The Massachusetts Educational Theater Guild (METG), previously known as the Massachusetts High School Drama Guild, is a theater arts located in Massachusetts supporting middle and secondary school students and teachers. METG organizes the statewide high school theatre festival in March.

== History ==
METG began in 1931 with the establishment of “Massachusetts Drama Day.” Four schools participated in the original competition, which was held at the old Huntington Chambers building in Copley Square in Boston. In the 1940s, the Massachusetts Secondary School Administrators Association became the educational sponsor of the state event.

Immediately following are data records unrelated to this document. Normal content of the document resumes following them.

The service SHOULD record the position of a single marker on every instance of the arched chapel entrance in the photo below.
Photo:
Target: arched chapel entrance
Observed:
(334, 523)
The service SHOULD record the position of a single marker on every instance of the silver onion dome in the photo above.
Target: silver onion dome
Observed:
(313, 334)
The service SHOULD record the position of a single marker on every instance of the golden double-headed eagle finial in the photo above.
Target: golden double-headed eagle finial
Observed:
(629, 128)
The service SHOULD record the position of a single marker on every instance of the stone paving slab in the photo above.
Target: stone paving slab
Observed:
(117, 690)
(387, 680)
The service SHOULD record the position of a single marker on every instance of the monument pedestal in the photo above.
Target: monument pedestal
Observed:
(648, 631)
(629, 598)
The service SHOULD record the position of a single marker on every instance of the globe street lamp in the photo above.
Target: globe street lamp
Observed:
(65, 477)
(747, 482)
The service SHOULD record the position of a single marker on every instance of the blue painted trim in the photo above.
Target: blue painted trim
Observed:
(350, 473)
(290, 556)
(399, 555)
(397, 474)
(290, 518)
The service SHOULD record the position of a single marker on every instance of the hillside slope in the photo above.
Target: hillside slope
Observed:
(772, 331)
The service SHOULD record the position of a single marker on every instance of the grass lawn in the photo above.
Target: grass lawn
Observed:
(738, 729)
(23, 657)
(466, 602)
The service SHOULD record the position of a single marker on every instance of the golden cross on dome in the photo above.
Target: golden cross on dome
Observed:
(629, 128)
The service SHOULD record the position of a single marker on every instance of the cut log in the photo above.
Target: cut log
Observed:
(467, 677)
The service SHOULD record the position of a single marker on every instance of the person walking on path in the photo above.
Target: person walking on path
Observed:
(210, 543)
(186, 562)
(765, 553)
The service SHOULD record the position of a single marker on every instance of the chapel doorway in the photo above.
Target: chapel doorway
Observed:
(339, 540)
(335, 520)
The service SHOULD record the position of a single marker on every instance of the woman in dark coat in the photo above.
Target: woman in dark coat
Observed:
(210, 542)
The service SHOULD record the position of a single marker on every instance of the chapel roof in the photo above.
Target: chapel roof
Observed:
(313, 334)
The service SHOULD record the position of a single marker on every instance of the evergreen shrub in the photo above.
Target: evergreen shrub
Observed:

1954 marked the beginning of two important corporate partnerships with the Guild: The Boston Globe became the lead patron, and John Hancock Hall became one of the Festival’s sponsors. It was also in this year that the Festival was relocated to John Hancock Hall in the Back Bay Events Center, where it has remained ever since. In 1989 the Guild’s horizons expanded with incorporation as a nonprofit organization. During the 1998-1999 school year, the Massachusetts Middle School Drama Festival, Inc. and the Massachusetts High School Drama Guild, Inc. merged. Since then the Guild has increased its membership to over 160 schools across the Commonwealth. In 2010 the name was changed to Massachusetts Educational Theater Guild.

In 2012, through the support of Broadway In Boston, the METG announced a new education project which offers both middle and high school members an opportunity to bring experienced adjudicators into their theaters where they will receive professional feedback on their hard work creating musical theater productions.